- Nowkar-e Mokhi
- Coordinates: 29°11′06″N 51°01′56″E﻿ / ﻿29.18500°N 51.03222°E
- Country: Iran
- Province: Bushehr
- County: Bushehr
- District: Choghadak
- Rural District: Chah Kutah

Population (2016)
- • Total: 92
- Time zone: UTC+3:30 (IRST)

= Nowkar-e Mokhi =

Village in Bushehr province, Iran

Nowkar-e Mokhi (نوكارمخي) (Note: Also romanized as Nowkār Mokhī and Nowkār-e Mokhī; also known as Naukāl Mukhi, Nowkāl-e Mokhī, Nowkār-e Nakhlī, and Shīf Nowkāl-e Nakhlī) is a village in Chah Kutah Rural District of Choghadak District in Bushehr County, Bushehr province, Iran.

==Demographics==
===Population===
At the time of the 2006 National Census, the village's population was 164 in 33 households, when it was in Angali Rural District of the Central District.
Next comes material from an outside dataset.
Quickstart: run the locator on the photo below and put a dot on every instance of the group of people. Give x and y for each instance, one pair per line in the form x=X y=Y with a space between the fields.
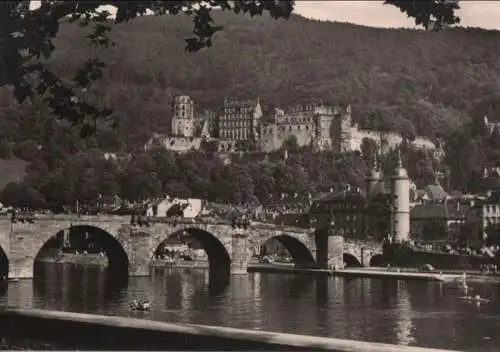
x=488 y=268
The following census in 2011 counted 90 people in 28 households. The 2016 census measured the population of the village as 92 people in 32 households.

In 2020, Nowkar-e Mokhi was separated from the district in the formation of Choghadak District and transferred to Chah Kutah Rural District created in the new district.